Isolated PBMC, dummy-sorted MO and sorted MO subsets of particular subpopulations were lysed in M-PER lysing buffer (Pierce, Rockford, IL, USA), containing a protease inhibitor cocktail (Roche, Mannheim, Germany). The protein concentration was measured on a micro-volume spectrophotometer Q5000 (Quawell Technology, San Jose, CA, USA) using Bradford dye reagent (Bio-Rad, Hercules, CA, USA) and bovine gammaglobulin (Bio-Rad), used as a protein concentration standard. Twenty µg of isolated protein of each sample was mingled with NuPAGE LDS sample buffer (×4) (Life Technologies, Carlsbad, CA, USA) and NuPAGE sample reducing agent (×10) (Life Technologies). Samples were heated (70 °C, 10 min) and electrophoresed in 12% polyacrylamide gel containing sodium dodecyl sulphide (SDS). Next, electrophoresed proteins were transferred to the polyvinylidene fluoride membrane (Bio-Rad). Then, after blocking for 1 h at room temperature in Tris-buffered saline (TBS) with 0.1% Tween-20 (Sigma) and 1% bovine serum albumin (BSA; Sigma), the membranes were incubated overnight at 4 °C with monoclonal antibodies (dilution 1 : 1000): rabbit anti-ACE1 clone H-175 and rabbit anti-ACE2 clone H-170 (both Santa Cruz Biotechnology, Santa Cruz, CA, USA). As a loading control, rabbit anti-glyceraldehyde 3-phosphate dehydrogenase (GAPDH) antibodies (Cell Signaling, Beverly, MA, USA) were used. After overnight incubation, membranes were washed in TBS supplemented with BSA and Tween-20 and incubated (1 h) at room temperature with secondary goat anti-rabbit antibodies (dilution 1 : 4000), conjugated with horseradish peroxidase (Santa Cruz Biotechnology). The protein bands were visualized with the SuperSignal West Pico chemiluminescence substrate kit, as recommended by the manufacturer (Pierce, Rockford, IL, USA), and analysed with the Kodak Gel Logic 1500 digital imaging system (Kodak, Rochester, NY, USA).

Ang I conversion test

PBMC, dummy-sorted MO and sorted MO subsets (15 × 104 cells/well) were suspended in 190 μl of pure phosphate-buffered saline (PBS) and plated in round-bottomed culture plates immediately after the isolation procedure. After 10 min of incubation in PBS in room temperature, Ang I (Bachem AG, Bubendorf, Switzerland) was added (10 μl, final concentration 1 μM) and the samples were incubated for another 20 min at 37 °C. Then, samples were centrifuged (5 min, 250 g) and 150 μl of supernatant was removed and frozen at −80 °C until mass spectrometry analysis.

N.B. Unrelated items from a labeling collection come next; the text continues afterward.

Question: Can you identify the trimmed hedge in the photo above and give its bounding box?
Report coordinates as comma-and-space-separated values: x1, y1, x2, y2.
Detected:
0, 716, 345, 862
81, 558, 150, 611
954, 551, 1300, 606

Based on our previous experiments in different cell types, 1 μM Ang I concentration guarantees the constant supply of the primary substrate to the system during the 20-min conversion experiment 18,19.

Sample preparation and LC-MS/MS quantitation of Ang peptides

Liquid chromatography–mass spectrometry (LC-MS) measurements of angiotensin metabolites were performed as described previously 18, with the modification of the ion detection approach. First, samples were purified and concentrated using Ultra-Micro Spin C-18 column (Harvard Apparatus, Holliston, MA, USA). Spin columns C18 resin was activated by 0·1% trifluoroacetic acid (TFA) in 80% acetonitrile (ACN) by centrifugation at 1000 g for 30 s, followed by 0·1% TFA centrifugation as described above. Then, each sample was acidified (pH < 2·8), applied on the column and centrifuged (30 s, 1000 g). Next, the columns were washed with 0·1% TFA by centrifugation as described above. Ang peptides were then eluted by centrifugation with 0.1% TFA in 40% ACN. Finally, the samples were lyophilized overnight. The dry remainders were reconstituted in 0·1% TFA for LC-MS/MS analysis. Samples for calibration curves of each of the examined peptides (mixture of standards) were prepared in the same mode as above.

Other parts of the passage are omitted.